The ruling party is not isolated in its stand. Even the Bharatiya Janata Party (BJP) has opposed VAT in UP, though it has implemented the tax regime in states such as Rajasthan and Gujarat where it is in power.
BJP’s state unit president, Keshari Nath Tripathi, says the party will follow the central command’s directives from Delhi in this regard. Jagdish Shettigar of the party’s economic cell, however, reminds that BJP had issued clear directives to all its state units in favour of implementing VAT. He refers to the meeting of CMs of the BJP-ruled states, which was called when Atal Bihari Vajpayee was the prime minister. Only UP refused to toe the line, which the party’s state unit continues to do.

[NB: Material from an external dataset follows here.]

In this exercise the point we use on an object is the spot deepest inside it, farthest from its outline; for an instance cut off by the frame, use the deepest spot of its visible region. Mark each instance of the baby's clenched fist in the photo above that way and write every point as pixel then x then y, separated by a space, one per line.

Analysts believe none of the parties is likely to push for implementing VAT in UP in a hurry. The reason is the continued opposition of traders, who are being wooed by all parties. Only Mayawati’s Bahujan Samaj Party (BSP) does not have a significant following among traders. So, VAT implementation in UP could stand a serious chance if the BSP were to form a government on its own.
The Centre has so far released Rs5,306 crore as VAT compensation of which Rs2,471 crore pertains to VAT claims of 2005-06 and the remaining Rs2,835 crore are of 2006-07. In addition to the VAT claims released, the Centre is examining compensation claims worth Rs1,459 crore of 2005-06 and Rs1,699 crore pertaining to the current fiscal.
States such as Maharashtra have claims of more than Rs1,200 crore pending with the Centre. Officials said the Centre was awaiting the state auditor general’s report to verify the claims before releasing the money.